02-22-2012, 12:40 PM
LCD Wrote:Works and is very very fast!!!
Simple but great!
It's a classic case of win by unrolled loop, though. As it stands, the main part of this function (not including the setup for being called, or the returning part at the end, which ZX Basic does for us) takes:
15 (intro) + (7*25) loop + 20 (last loop that doesn't jump back) = 210 T states.
An unrolled loop version would take
15 (intro) + 8*12 = 111 T states. Or 89% faster.... Those 13 T state DJNZ jumps are quite a big proportion.

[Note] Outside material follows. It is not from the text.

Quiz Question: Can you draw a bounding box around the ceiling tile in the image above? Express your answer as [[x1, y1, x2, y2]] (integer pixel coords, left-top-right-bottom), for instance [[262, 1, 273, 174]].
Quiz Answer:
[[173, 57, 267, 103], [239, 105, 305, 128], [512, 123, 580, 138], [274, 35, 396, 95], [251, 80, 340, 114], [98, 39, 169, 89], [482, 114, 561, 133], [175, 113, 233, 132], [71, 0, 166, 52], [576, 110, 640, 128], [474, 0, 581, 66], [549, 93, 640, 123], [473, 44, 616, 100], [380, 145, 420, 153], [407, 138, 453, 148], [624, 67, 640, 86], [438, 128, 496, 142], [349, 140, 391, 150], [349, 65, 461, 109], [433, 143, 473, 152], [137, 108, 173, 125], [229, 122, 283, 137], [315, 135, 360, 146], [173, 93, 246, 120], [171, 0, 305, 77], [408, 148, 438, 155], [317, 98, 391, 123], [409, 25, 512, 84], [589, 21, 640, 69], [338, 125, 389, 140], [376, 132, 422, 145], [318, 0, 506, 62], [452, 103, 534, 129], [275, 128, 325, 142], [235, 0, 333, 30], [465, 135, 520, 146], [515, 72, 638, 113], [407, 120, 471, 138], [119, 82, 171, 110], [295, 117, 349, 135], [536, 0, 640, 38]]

If I was using this function, considering that I'm using a mirror function to replace storing the graphics in both left and right configuration, I'd want it to be fast, and I'd probably be willing to give up 12 bytes to do this - the loop version is 8 bytes. The unrolled loop is 20. [Edit - just realised that XOR A probably doesn't matter, since the rotates slide A off anyway. So 7 bytes versus 19 bytes, and 206 T states vs 107]
Code:
function fastcall mirror (number as uByte) as uByte
asm
; ld b,8 ; We don't need this either. We're not looping.
ld c,a
; XOR A ; Edit - I bet it works without this. Saving 4 T states
RR C
RLA
RR C
RLA
RR C
RLA
RR C
RLA
RR C
RLA
RR C
RLA
RR C
RLA
RR C
RLA
end asm
END FUNCTION